Currently, only 1% of Pfizer-BioNTech vaccine doses have been delivered to low-income (0.1%), and low- and middle-income countries (0.9%).* Given that countries in Africa historically import 99% of the vaccines they administer, such vaccine dependence is clearly not sustainable for a continent of 1.2 billion people.
“As we’re seeing in the places we work, being almost entirely dependent on erratic vaccine imports and donations has so far proven woefully insufficient for vaccine access on the African continent,” said Dr Khosi Mavuso, Medical Representative for MSF in South Africa. “As new variants emerge and people continue to die from COVID-19 at alarming rates across Africa, the vaccine shortages we’re seeing are incredibly concerning. This suffering could be alleviated if pharmaceutical companies shared the mRNA technology and know-how needed to produce more COVID-19 vaccines now, through the WHO technology transfer hub, so that local vaccine production can begin as soon as possible. It is a failure for global public health that governments and mRNA vaccine producers are not doing everything they can to scale up production of COVID-19 vaccines when there are potential manufacturers on the African continent.”

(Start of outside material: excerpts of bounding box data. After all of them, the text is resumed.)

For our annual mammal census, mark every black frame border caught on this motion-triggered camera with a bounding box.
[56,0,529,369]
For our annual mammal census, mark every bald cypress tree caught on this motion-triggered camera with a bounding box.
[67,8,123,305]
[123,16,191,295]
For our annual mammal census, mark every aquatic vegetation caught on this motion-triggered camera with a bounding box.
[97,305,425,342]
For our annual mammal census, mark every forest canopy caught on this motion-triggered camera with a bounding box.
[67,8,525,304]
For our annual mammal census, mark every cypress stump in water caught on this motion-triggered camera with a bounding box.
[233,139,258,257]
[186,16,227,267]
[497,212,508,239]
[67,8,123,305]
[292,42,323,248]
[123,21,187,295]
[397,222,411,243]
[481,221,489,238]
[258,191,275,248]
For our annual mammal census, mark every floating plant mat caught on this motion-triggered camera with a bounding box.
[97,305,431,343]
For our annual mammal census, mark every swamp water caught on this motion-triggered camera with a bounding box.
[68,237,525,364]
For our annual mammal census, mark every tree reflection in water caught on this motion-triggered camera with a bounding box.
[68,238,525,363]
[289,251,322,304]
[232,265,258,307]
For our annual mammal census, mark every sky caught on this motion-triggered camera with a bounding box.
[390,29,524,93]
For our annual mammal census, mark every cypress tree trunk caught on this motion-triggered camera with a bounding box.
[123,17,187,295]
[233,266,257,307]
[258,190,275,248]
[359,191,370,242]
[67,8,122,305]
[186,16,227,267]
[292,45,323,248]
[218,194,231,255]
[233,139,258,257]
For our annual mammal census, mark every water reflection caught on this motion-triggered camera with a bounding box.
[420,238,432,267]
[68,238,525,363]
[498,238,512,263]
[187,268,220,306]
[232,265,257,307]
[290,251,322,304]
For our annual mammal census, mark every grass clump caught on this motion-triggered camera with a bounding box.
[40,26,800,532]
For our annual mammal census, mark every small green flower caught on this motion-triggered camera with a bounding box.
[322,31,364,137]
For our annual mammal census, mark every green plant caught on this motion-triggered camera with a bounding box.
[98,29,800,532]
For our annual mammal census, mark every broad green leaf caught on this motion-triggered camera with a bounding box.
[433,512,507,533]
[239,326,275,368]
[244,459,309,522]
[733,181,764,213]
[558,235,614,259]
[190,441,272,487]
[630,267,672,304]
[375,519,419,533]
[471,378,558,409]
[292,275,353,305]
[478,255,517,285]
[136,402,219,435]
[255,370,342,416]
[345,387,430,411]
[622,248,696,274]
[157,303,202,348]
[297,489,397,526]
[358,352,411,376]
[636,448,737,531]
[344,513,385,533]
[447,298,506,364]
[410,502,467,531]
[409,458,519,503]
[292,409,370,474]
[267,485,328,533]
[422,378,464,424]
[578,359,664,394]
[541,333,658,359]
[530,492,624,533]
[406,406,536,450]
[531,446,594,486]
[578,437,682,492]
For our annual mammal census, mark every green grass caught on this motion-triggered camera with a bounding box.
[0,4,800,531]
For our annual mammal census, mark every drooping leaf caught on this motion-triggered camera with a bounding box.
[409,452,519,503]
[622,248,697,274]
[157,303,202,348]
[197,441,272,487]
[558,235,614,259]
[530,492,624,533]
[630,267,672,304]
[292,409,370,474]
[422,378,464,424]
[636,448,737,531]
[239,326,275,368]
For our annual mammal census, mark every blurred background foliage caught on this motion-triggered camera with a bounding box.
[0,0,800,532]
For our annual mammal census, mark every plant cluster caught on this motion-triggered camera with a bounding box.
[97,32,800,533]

mRNA vaccines are a revolutionary and lifesaving new medical tool that are an advantageous choice for use and manufacturing in low- and middle-income countries – they are relatively simpler, faster and cheaper to produce than traditional vaccines; relatively easy to scale up production; and highly adaptable to new variants. In addition, mRNA technology can be adapted to target other pathogens, meaning the same platform can be ‘switched’ to produce different vaccines or even therapeutics for other diseases of concern, including for preparedness for future pandemics.
“Supporting sustainable, independent vaccine manufacturing capacity in an African country would only require technology transfer from Pfizer-BioNTech and Moderna, but would be a gamechanger for equitable access to vaccines for people in low- and middle-income countries,” said Dr Carrie Teicher, Director of Programs, MSF-USA. “The US government must immediately urge Pfizer-BioNTech and Moderna to share the COVID-19 mRNA vaccine technology and know-how. It really is a no-brainer – sharing mRNA technologies will increase the global production and supply of COVID-19 vaccines, saving lives in this pandemic and in the future.”
On achieving global COVID-19 vaccine access
In addition to demanding Pfizer-BioNTech and Moderna share mRNA vaccine technology, MSF urges all governments to support the WHO COVID-19 mRNA Vaccine Technology Transfer Hub with financial and political support. Additionally, MSF calls on governments with sufficient COVID-19 vaccine doses to immediately redistribute excess doses to the COVAX Facility. MSF also urges governments to support the TRIPS Waiver proposal at the World Trade Organization (WTO) to waive intellectual-property monopolies on all COVID-19 vaccines, tests, treatments and other health tools during the pandemic; and to use all legal and policy tools to facilitate uninterrupted production and diversity in supply of COVID-19 medical tools.